Life should have been roses and chocolates. Or stars and moonbeams… if I wanted to twist the knife a little harder. And maybe it would have been if Dear Old Dad—a.k.a. Lockhart Callahan—hadn’t decided to die via challenging the alpha, making my family persona non grata. We were lower than shit in this pack, and the only reason we were still here, according to my mom, was because the enemy you knew was better than trying to make it out there as lone wolves. A fact I had my doubts about.

“Mera!”

Mom’s drunken holler reminded me that I was avoiding her this morning. She wanted money and my hard-earned cash was hidden away for a reason: the moment I shifted for the first time and had control over my wolf, I was getting the hell out of here.

Just a few more weeks.

All shifters turned for the first time, under the winter solstice full moon, in the year of their twenty-second birthday. It was already November, I had quietly turned twenty-two last month, and very soon, I’d be able to escape from this fucking mess of a town.

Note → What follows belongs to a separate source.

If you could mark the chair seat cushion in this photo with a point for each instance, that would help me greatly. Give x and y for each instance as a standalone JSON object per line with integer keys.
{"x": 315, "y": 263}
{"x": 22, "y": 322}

Throwing my barely-holding-on tablet into my ratty old bag, I slid one strap over my shoulder and jumped out the window, landing gracefully on the ground below. Our apartment was a two-bedroom POS in the middle of Torma, a town on the edge of the Santa Cruz Mountains in California. The town was owned by the pack. Our alpha was the alpha of all American packs, and that made us the best.

According to that sanctimonious asshole anyway.

Personally, Torma was my own version of hell on Earth, and I couldn’t wait to be rid of it.

Heading toward school, I tightened my hold on my backpack and lowered my head to keep from drawing attention. The pack’s punching bag would do well not to advertise herself. Stay low. Stay alive. Survive one more month.

And rise from the ashes.

 

2

There was one school in Torma. Pack school. Ranging from Pre-K all the way to college. I’d never left this town—getting permission to leave was a mission in and of itself—and had attended pack school since the first grade.

I had exactly one friend to show for my many years stuck here.

“Hey, girl,” Simone called as I walked through the front gate, making my way up the garden-lined path.

“Hey, Sim,” I said, reaching her side in a second. “Still working on that braid, I see.”

Simone had fantastic hair; it was dead straight to her waist, thick, and so black, it almost looked blue in the sunlight. She loved to experiment with hairstyles, and for the last few weeks had been attempting to fishtail braid it. Attempting being the operative word.

Her expressive face screwed up into a tight knot of annoyance. “Why the fuck is it so hard?” She gestured to where most of the strands had already fallen loose. “I watch the videos online and those bitches braid to their ass in like five seconds, one-handed while filming it, for shifter’s sake. Bullshit, if you ask me.”

I snorted out some laughter, elegant as always. “Keep working at it. I definitely think you’re getting better.” White lies kept the world spinning, right?

She shot me an I know what you’re doing but thanks for being a great friend stare as we continued into the school. Whoever had built this monstrosity of a brick building in 1847, hadn’t thought much outside of practicality, because no one would design anything to be this ugly, squat, and depressing, unless it had just been the easiest style at the time. The only redeeming character was the wood-lined gardens, filled with flowers and herbs, that surrounded the perimeter.